Square and error bars should be interpreted as indicated for Fig. 2a. (a) Mean effect-sizes across the Mediterranean basin for marker type. The category “genomic” refers to unassigned marker types. (b) Mean effect-sizes (ordered from most positive to most negative) of Mediterranean basin plants for ecological requirements. The categories refer to altitudinal belts where plant species are predominantly found: “Me” is meso-Mediterranean, “Su” is supra-Mediterranean, “Eurytherms” refers to plant species found across several altitudinal belts, “Th” is thermo-Mediterranean and “Mt” is mountain-Mediterranean (see Quézel and Médail 2003). Square and error bars should be interpreted as indicated for Fig. 2a. Nota bene: effect-sizes for ecological requirements do not add up to the total number of effect-sizes in plants because raw data communicated by some authors were pooled at the genus level or because data included species for which we were not able to retrieve their ecological requirement. (c) Mean plant effect-sizes (arranged in decreasing effect-size frequency per category) across the Mediterranean basin for Raunkiaer biological types. Phanerophytes are woody plants with over-wintering buds situated over 50 cm from the ground, chamaephytes are low-growing perennials (often woody plants) with wintering buds below 50 cm in height, hemicryptophytes are (often 2-year cycle) perennials with ground-level wintering buds, geophytes are plants with bulbs or rhizomes (wintering buds below ground level), and therophytes are annuals (wintering organs as seeds). Nota bene: Bryophytes were not assigned a Raunkiaer type (nine effect-sizes). (d) Mean plant effect-sizes (arranged in decreasing effect-size frequency per category) across the Mediterranean basin for seed dispersal types.
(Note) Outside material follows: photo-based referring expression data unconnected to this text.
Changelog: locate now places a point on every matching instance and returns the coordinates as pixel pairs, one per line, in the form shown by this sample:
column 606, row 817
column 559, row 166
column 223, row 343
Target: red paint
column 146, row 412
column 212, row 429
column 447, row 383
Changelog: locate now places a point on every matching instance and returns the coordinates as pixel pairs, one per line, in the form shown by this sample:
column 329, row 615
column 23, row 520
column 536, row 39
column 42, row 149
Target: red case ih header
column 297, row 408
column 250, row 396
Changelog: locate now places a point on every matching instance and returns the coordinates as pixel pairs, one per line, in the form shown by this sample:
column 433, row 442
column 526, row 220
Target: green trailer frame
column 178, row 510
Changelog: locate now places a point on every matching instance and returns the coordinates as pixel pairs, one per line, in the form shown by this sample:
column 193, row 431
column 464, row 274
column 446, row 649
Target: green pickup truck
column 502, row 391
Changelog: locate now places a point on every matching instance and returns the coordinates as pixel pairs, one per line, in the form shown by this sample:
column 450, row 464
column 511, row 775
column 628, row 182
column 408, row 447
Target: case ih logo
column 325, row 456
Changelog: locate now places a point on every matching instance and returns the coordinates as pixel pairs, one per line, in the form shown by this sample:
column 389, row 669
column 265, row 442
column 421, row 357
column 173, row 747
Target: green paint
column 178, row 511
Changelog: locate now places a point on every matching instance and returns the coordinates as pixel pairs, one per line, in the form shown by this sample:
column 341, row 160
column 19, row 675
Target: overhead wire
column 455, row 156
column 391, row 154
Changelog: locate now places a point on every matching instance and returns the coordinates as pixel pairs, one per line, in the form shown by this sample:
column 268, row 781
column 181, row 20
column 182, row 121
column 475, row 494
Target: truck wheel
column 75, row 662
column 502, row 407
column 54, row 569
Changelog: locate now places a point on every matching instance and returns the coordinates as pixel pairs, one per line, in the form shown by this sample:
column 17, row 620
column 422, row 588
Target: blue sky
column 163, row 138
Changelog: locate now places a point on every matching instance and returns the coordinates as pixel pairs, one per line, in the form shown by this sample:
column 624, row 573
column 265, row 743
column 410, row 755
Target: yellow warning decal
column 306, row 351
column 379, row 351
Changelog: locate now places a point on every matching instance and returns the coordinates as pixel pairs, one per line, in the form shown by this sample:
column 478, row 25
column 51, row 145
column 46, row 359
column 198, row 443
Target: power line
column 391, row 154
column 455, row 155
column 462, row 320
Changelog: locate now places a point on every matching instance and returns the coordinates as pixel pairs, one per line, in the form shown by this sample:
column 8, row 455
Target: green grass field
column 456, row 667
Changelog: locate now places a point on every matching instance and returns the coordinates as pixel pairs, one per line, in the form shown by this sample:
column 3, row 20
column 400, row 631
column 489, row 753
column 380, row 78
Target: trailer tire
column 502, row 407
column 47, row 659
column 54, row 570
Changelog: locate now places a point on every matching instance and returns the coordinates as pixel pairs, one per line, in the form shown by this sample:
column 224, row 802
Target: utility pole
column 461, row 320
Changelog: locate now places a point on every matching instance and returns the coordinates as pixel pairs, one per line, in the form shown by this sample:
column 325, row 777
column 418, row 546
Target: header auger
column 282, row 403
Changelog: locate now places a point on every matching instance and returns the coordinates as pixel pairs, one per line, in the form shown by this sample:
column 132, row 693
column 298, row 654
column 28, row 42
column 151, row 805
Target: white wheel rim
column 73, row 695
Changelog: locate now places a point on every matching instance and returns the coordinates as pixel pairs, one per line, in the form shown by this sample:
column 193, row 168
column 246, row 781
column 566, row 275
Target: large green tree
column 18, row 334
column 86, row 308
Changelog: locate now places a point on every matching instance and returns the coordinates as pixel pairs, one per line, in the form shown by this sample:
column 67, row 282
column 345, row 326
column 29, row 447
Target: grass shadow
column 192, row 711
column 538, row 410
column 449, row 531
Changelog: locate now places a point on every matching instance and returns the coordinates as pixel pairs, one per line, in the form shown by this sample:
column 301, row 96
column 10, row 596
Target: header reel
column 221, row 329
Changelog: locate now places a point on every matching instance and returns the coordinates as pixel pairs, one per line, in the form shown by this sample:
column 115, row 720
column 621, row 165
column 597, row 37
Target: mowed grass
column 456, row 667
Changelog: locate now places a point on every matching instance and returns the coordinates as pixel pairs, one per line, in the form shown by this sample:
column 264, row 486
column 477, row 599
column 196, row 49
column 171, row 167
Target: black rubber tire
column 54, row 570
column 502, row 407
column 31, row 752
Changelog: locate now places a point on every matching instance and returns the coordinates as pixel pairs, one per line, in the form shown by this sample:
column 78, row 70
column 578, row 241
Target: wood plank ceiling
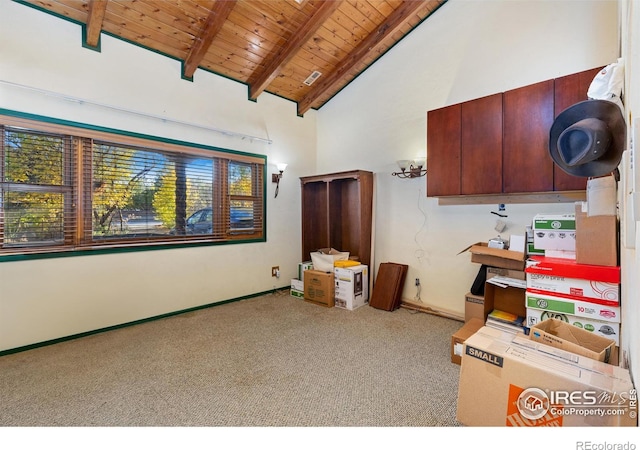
column 269, row 45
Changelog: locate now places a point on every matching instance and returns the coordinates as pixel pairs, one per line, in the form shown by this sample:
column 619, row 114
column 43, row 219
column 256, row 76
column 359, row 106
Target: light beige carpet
column 273, row 360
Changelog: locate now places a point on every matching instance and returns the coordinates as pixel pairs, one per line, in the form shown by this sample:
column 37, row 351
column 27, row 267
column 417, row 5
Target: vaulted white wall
column 57, row 297
column 466, row 50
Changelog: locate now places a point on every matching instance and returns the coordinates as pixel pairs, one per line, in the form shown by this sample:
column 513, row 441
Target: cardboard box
column 596, row 239
column 506, row 380
column 319, row 288
column 560, row 276
column 573, row 307
column 554, row 232
column 297, row 288
column 607, row 330
column 481, row 253
column 351, row 286
column 458, row 338
column 473, row 307
column 306, row 265
column 562, row 335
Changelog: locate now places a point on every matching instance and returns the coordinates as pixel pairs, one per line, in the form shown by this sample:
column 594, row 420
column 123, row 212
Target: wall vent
column 311, row 78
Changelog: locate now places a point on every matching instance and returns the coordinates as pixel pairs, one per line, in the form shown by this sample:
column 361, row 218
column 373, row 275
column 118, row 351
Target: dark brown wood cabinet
column 481, row 146
column 444, row 151
column 528, row 116
column 499, row 144
column 464, row 148
column 337, row 212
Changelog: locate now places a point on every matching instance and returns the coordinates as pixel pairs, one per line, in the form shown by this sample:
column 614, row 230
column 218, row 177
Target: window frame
column 80, row 134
Anemochorous plants have wind-dispersed seeds, zoochorous plants animal-dispersed seeds, barochorous plants gravity-dispersed seeds, and hydrochorous plants water-dispersed seeds. (e) Mean plant effect-sizes (arranged in decreasing effect-size frequency per category) across the Mediterranean basin for pollen dispersal types. Anemogamous plants have wind-dispersed pollen, entomogamous plants insect-dispersed pollen, and hydrogamous plants water-dispersed pollen.